A descida da taxa liberatória de IRS para todos, de 28% para 25%, premeia indiscriminadamente senhorios que possam ter especulado e subido rendas antes dos limites de resposta à inflação. E o tecto de 5% para novos contratos independentemente do seu valor anterior terá como consequência a degradação dos imóveis a arrendar, na medida em que nenhum proprietário tem interesse em remodelar um apartamento quando não poderá cobrar uma renda que recupere esse investimento.

Olhar de forma simplista, seja para alívios fiscais, seja para fixação de preços, acaba a prejudicar quem não deve e a beneficiar quem não devia.

Mas não só.

Um Governo contra si próprio

Acostumados como estamos a bater palmas a erros de palmatória, nada disto teria relevância caso a restante ação do Governo – além paixões habitacionais – seguisse o seu caminho. Ora, não será assim. À semelhança do sucedido com o pacote de medidas contra a inflação, as medidas para a Habitação têm um potencial ricochete perigoso para o PS.

António Costa, dono de uma intuição política invejável, identificou a Habitação como pasta para a sua reconciliação com o seu eleitorado. As medidas que apresentou, no entanto, divorciam-no do seu Governo.

Se olharmos a fundo, as propostas do Governo abdicam de pilares estruturantes da governação do Partido Socialista. Coesão Territorial. Alterações Climáticas. Descentralização. Modernização Administrativa. Transparência. Cinco bandeiras que até foram ministérios ao longo do costismo são surpreendentemente descartadas pelo próprio.

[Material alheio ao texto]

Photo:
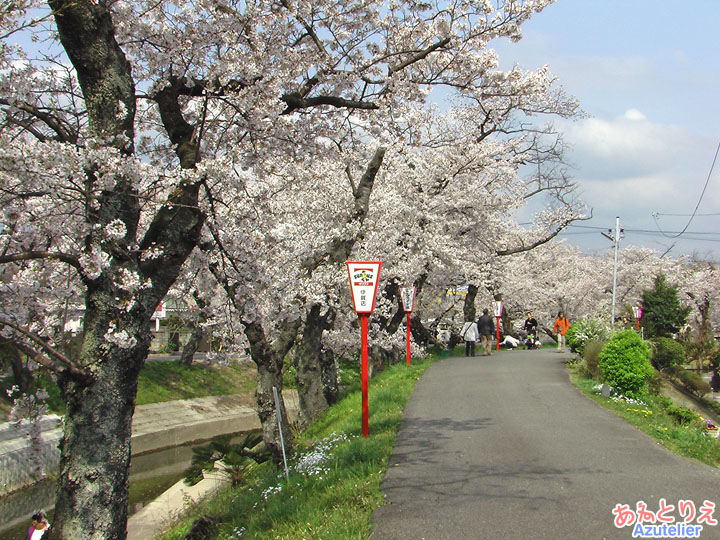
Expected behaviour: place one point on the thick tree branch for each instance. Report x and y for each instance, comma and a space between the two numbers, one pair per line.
35, 255
339, 249
54, 361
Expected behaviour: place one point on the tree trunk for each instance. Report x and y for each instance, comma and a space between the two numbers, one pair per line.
93, 479
191, 346
269, 361
328, 368
308, 366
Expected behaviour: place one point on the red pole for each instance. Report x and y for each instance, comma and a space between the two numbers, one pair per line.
408, 338
364, 371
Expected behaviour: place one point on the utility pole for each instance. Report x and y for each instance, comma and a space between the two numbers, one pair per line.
616, 240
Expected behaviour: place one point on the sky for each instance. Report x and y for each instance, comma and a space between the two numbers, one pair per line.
647, 76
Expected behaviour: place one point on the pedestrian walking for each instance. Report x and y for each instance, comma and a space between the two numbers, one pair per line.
485, 328
470, 335
39, 526
530, 326
562, 325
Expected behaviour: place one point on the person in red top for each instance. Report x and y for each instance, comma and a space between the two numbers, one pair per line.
561, 327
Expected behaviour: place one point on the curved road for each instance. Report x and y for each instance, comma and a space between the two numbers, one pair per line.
504, 447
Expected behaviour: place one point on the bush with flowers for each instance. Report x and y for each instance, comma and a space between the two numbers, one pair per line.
625, 363
584, 331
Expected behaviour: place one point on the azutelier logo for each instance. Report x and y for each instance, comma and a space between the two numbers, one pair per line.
664, 523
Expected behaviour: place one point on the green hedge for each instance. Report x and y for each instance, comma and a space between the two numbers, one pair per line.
625, 363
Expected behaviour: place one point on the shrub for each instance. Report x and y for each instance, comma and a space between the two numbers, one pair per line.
694, 382
668, 354
625, 363
715, 381
681, 415
583, 331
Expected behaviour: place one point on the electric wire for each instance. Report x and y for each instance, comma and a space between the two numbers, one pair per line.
707, 181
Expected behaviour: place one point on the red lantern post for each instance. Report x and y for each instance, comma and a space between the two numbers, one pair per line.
497, 310
364, 277
407, 295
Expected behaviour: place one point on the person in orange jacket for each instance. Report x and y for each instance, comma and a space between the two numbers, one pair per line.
561, 327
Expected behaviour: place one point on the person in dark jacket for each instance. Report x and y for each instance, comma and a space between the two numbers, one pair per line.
530, 325
485, 327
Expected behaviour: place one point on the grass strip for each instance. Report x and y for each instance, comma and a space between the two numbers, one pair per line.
335, 476
679, 429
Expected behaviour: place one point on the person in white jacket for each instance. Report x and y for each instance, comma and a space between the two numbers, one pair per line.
470, 334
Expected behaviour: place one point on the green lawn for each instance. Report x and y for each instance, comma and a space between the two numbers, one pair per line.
680, 430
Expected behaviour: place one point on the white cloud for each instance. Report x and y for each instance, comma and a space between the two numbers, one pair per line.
634, 114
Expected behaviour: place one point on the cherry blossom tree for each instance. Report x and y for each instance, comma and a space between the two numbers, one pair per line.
129, 131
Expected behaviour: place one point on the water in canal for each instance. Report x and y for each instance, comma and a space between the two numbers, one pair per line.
150, 475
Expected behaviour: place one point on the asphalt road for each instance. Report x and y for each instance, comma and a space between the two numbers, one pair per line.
504, 447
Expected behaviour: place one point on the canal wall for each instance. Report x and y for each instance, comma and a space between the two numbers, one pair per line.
155, 426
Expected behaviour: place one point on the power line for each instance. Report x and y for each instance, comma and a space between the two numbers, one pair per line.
707, 181
687, 215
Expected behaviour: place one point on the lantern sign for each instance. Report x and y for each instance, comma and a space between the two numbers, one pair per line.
497, 310
407, 295
637, 311
364, 277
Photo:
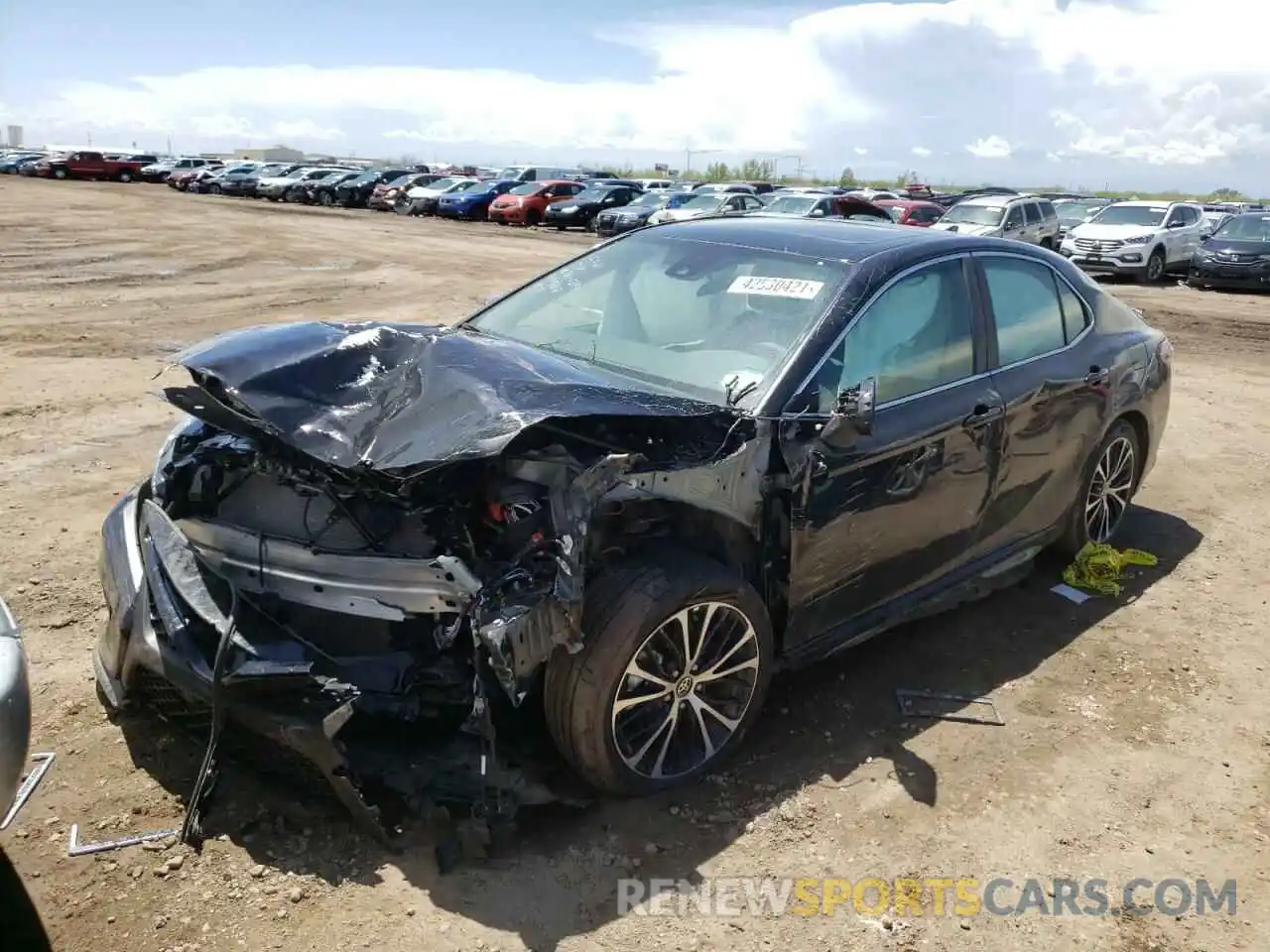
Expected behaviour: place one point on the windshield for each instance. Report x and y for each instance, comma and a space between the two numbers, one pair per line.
683, 315
966, 213
793, 204
703, 202
1143, 214
1246, 227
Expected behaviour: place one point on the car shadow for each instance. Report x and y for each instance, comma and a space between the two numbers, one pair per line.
21, 927
559, 876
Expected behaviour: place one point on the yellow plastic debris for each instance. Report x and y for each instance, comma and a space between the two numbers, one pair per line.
1097, 567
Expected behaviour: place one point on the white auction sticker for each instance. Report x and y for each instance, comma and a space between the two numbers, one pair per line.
776, 287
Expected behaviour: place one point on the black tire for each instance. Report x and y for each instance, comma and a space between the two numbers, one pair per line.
622, 610
1155, 270
1076, 531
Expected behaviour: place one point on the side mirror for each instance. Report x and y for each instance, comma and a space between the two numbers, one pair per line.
852, 416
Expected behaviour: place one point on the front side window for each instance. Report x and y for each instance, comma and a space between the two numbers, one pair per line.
690, 316
916, 336
1025, 303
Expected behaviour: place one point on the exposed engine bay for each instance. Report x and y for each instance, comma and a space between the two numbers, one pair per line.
391, 626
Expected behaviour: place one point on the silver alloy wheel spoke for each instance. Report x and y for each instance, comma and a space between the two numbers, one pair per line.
1110, 490
686, 690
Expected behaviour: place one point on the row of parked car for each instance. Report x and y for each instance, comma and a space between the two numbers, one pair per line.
1209, 244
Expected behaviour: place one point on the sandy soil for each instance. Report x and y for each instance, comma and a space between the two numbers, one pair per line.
1135, 739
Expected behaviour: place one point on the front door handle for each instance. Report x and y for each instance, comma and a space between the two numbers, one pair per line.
983, 414
818, 466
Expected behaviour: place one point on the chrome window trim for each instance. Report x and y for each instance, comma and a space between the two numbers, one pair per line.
860, 312
1084, 304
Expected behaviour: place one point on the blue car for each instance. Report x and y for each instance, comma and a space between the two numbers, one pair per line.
472, 203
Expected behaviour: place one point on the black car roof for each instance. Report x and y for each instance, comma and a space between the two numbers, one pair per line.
817, 238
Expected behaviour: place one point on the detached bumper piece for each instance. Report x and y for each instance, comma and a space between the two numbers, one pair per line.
390, 734
1247, 272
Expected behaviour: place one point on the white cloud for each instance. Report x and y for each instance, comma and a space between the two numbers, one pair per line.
1016, 79
989, 148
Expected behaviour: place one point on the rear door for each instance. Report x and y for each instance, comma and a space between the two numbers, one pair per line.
1055, 382
1015, 223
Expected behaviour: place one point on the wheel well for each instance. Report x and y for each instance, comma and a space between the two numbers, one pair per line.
621, 529
1139, 426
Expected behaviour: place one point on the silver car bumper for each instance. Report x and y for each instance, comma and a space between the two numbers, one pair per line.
14, 707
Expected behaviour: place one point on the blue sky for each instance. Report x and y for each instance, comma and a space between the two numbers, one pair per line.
1010, 91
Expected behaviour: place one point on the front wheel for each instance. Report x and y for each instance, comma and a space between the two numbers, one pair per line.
1155, 270
675, 670
1107, 484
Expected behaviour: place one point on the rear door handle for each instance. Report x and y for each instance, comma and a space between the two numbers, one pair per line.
983, 414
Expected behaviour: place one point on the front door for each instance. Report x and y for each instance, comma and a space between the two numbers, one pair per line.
899, 508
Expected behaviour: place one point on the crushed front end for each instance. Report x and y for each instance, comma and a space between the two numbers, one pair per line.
382, 627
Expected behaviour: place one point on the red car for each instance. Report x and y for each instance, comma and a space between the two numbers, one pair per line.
527, 203
910, 211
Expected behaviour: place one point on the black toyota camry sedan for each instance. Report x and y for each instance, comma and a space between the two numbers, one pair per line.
615, 502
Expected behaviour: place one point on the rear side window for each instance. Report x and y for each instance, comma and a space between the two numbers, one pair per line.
1026, 307
1075, 316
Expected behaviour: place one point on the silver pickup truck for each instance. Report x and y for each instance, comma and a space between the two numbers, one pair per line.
14, 707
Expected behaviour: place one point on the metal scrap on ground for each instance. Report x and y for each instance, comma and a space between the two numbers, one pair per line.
949, 707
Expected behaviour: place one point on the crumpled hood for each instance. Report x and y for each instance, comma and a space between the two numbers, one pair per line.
399, 398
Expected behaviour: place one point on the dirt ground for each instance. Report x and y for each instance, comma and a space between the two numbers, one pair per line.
1135, 740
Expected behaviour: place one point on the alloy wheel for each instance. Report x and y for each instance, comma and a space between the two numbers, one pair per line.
686, 690
1110, 490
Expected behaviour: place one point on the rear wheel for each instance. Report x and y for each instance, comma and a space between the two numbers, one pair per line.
1107, 485
674, 671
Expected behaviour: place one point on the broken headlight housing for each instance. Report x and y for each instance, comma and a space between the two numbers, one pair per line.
159, 475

O agravamento fiscal do Alojamento Local (AL) em todo o território – e não só para as cidades – magoa o contributo que o AL vem dando para dinamizar a economia do interior, fixar populações e combater a desertificação. O turismo rural, intimamente ligado ao modelo do alojamento local, é a última esperança para dezenas de aldeias que não têm mais do que isso para atrair e manter gente. Com este pacote, vêem a sua vida piorar. E a Coesão Territorial menos coesa.

Mas há mais.

A liberalização do licenciamento para construção não poderia ser uma contradição maior da parte do Governo. A ideia de conceder autorizações para construir com base em “termos de responsabilidade dos projetistas” corresponde ao sonho de qualquer empreiteiro, sendo os efeitos lamentavelmente previsíveis.

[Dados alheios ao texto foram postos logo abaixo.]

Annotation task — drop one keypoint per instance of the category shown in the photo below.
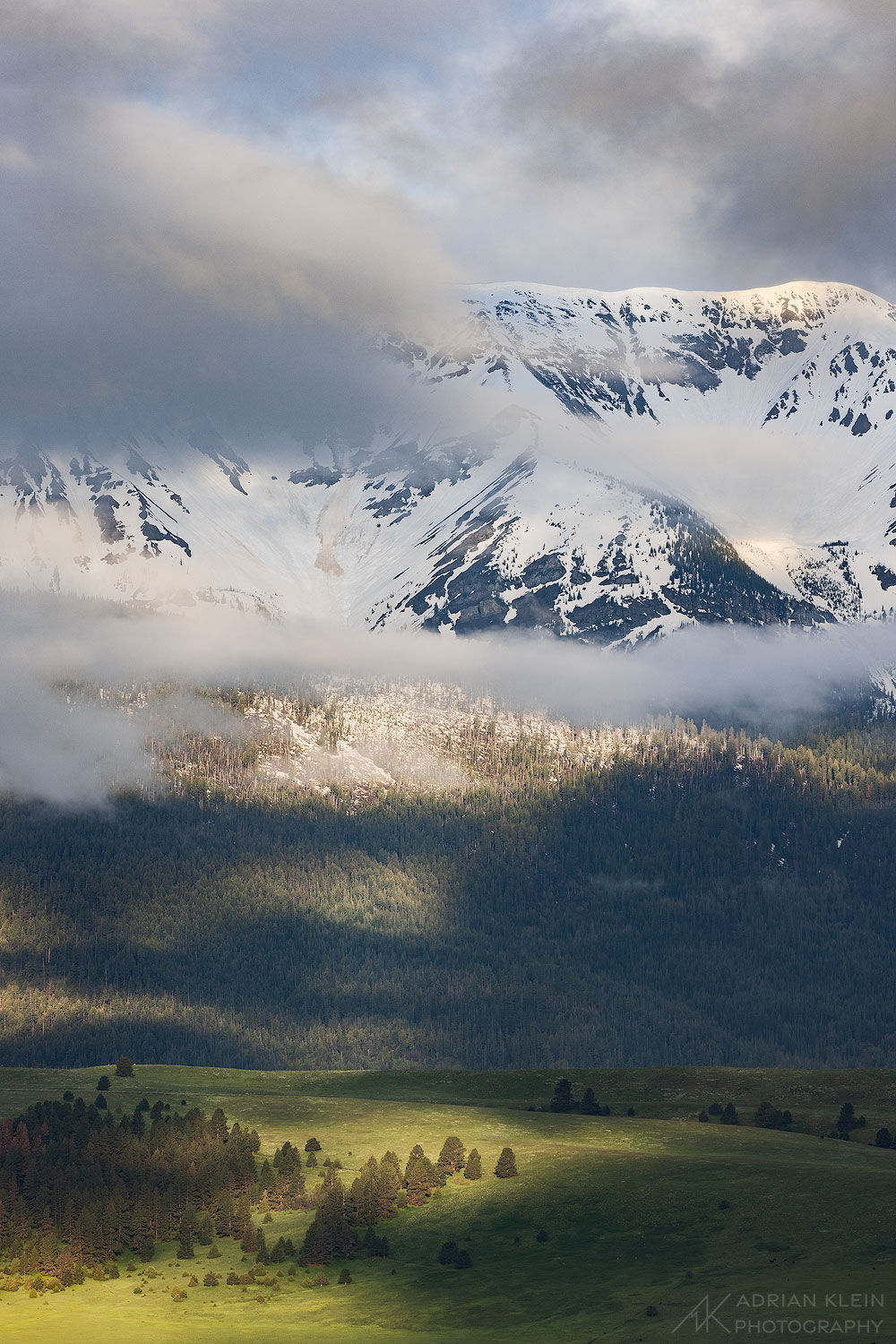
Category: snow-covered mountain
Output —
(599, 465)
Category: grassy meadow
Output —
(630, 1204)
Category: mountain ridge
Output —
(532, 478)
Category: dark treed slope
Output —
(707, 898)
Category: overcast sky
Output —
(171, 166)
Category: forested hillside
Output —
(699, 897)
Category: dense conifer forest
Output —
(80, 1187)
(702, 897)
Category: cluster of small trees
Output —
(78, 1185)
(766, 1117)
(379, 1191)
(848, 1121)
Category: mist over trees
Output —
(702, 898)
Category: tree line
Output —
(702, 898)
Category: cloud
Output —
(70, 750)
(163, 268)
(770, 131)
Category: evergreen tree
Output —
(505, 1164)
(589, 1105)
(563, 1099)
(389, 1182)
(452, 1156)
(473, 1169)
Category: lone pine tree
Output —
(473, 1168)
(505, 1164)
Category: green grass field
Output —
(630, 1206)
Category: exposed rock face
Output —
(498, 499)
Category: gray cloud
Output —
(73, 752)
(161, 268)
(771, 132)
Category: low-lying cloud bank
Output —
(66, 749)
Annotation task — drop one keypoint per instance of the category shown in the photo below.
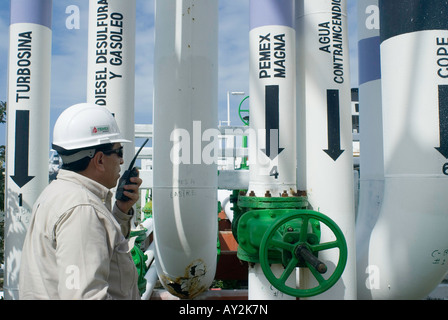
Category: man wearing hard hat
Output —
(77, 244)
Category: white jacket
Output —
(76, 246)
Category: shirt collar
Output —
(95, 187)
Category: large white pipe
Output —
(325, 156)
(371, 136)
(111, 63)
(185, 121)
(272, 145)
(408, 247)
(28, 125)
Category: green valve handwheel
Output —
(301, 252)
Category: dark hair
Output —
(82, 164)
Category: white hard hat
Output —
(85, 125)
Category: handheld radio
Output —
(127, 175)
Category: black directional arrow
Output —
(272, 120)
(443, 120)
(21, 176)
(333, 122)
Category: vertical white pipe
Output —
(408, 247)
(111, 63)
(325, 156)
(185, 122)
(272, 97)
(371, 137)
(28, 125)
(272, 146)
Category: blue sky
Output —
(69, 56)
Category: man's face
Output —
(112, 162)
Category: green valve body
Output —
(254, 215)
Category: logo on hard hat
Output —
(100, 129)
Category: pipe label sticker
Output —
(23, 84)
(331, 41)
(272, 56)
(109, 49)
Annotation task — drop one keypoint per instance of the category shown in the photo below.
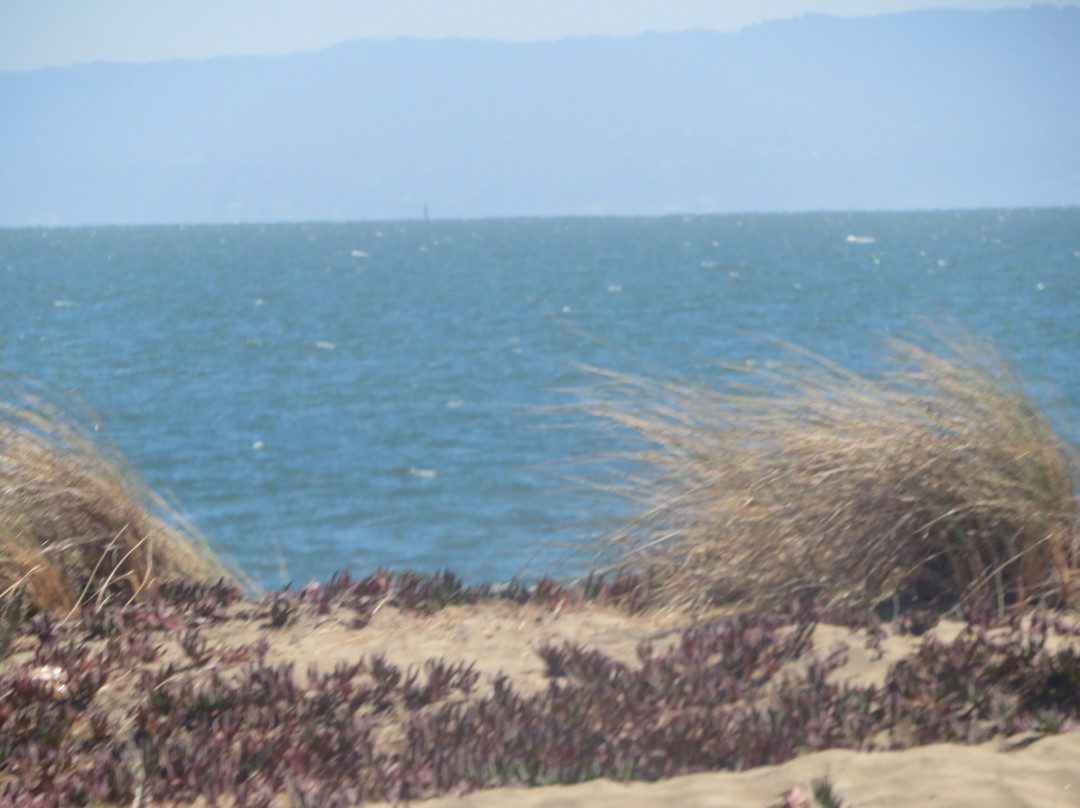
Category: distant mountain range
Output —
(919, 110)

Teremos projetistas irresponsáveis, teremos investidores que não se importarão de pagar multas e teremos gente decente, bem-intencionada e competente, que esperará anos para obter plantas e planos municipais que garantiriam a projeção responsável da sua obra.

Nenhum dos três ajudará a resolver a crise da Habitação em Portugal. Pelo contrário, será a transparência, a gestão camarária democraticamente eleita e a paisagem nacional que sairão sacrificadas em nome de uma política que pode nem resultar.

Se a isto acrescentarmos os riscos ambientais de emitir licenças de construção sem as devidas diligências, facilmente se adivinham os atentados ao património natural que serão cometidos a reboque do pacote apresentado na quinta-feira.

Que seja o partido com mais autarquias – e mais discursos ambientalistas – a fazê-lo é algo surpreendente. Que se entregue o urbanismo do país às construtoras num inverno de inundações agravadas por falta de planeamento é, no mínimo, chocante.

O que tem isto “de esquerda” ou de remotamente fiel ao programa do Governo?

Nada.

Mas a quem nunca teve uma visão para o país não se pode exigir uma visão de si próprio.